Tate não pôde evitar encará-la. Ela devia estar com treze ou quatorze anos,
pensou. Mesmo com essa idade, porém, tinha o rosto mais impressionante que ele
já vira. Os olhos grandes quase pretos e o nariz fino acima dos lábios bem
desenhados lhe davam um ar exótico. Ela era alta e magra, o que lhe dava um
aspecto frágil e flexível, como se houvesse sido moldada pelo vento. No entanto,
era possível notar uma musculatura jovem e forte, de potência discreta.
O impulso de Kya, como sempre, foi sair correndo. Mas houve outra sensação.
Uma plenitude que ela não sentia fazia anos. Como se algo morno houvesse sido
derramado no seu coração. Ela pensou nas penas, na vela de ignição e nas
sementes. Tudo poderia terminar se ela saísse correndo. Sem dizer nada, ergueu a
mão e estendeu para ele a pena elegante de cisne. Bem devagar, como se ela
pudesse sair em disparada como um veado assustado, ele se aproximou e observou
a pena estendida na sua mão. Ela ficou em silêncio olhando apenas para a pena,
não para o rosto dele, nem para qualquer lugar perto dos seus olhos.
— Cisne-pequeno, né? Incrível, Kya. Obrigado — disse ele.

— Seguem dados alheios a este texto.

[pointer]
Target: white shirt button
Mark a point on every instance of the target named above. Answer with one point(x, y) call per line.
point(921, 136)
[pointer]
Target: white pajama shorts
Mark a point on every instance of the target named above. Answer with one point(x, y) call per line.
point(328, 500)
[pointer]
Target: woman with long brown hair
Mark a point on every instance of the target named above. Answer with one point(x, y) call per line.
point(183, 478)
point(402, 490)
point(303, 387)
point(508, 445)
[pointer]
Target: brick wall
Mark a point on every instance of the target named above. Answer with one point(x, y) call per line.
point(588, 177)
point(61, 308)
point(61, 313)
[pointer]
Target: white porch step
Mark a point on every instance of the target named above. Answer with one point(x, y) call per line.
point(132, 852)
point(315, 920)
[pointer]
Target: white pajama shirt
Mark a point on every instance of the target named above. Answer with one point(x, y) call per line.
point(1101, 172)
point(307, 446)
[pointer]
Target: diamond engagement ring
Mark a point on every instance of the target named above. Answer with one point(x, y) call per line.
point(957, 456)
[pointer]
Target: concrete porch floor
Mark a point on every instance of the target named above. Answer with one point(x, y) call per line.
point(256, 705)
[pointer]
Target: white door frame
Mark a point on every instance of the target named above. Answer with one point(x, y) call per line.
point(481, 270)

Ele era bem mais alto do que ela, e curvou-se ligeiramente ao pegar a pena da
sua mão. É claro que aquele era o momento de Kya agradecer pelos presentes,
mas ela ficou calada desejando que ele fosse embora, desejando que os dois
pudessem se ater à brincadeira.
Tentando preencher o silêncio, ele continuou falando:
— Foi meu pai quem me ensinou das aves.
Por fim, ela ergueu os olhos para ele e disse:
— Eu não consigo ler seu bilhete.
— Bom, claro que não, você não foi à escola. Eu esqueci. O bilhete só dizia
que eu tinha te visto uma ou duas vezes pescando, e pensei que talvez a vela de
ignição e as sementes pudessem ser úteis. Eu tinha algumas sobrando, e achei que
poderia poupar uma ida à cidade. Imaginei que fosse gostar das penas.
Kya baixou a cabeça e disse:
— Obrigada por elas. Foi gentileza sua de verdade.
Tate reparou que, embora o rosto e o corpo dela exibissem os primeiros
indícios e curvas da idade adulta, o comportamento e o modo de falar eram um
pouco infantis, contrastando com os das meninas da cidade, cujo comportamento
— maquiagem exagerada, palavrões, cigarros — superava em muito as suas
curvas.
— De nada. Bem, é melhor eu ir andando, está ficando tarde. Vou aparecer de
vez em quando, se você não se importar.
Kya não respondeu. O jogo devia ter acabado. Assim que ele entendeu que ela
não ia falar mais nada, balançou a cabeça, tocou o boné com a mão e virou-se
para ir. Mas, quando estava abaixando a cabeça para passar pelos arbustos, tornou
a olhar para ela.
— Eu poderia ensinar você a ler, sabe?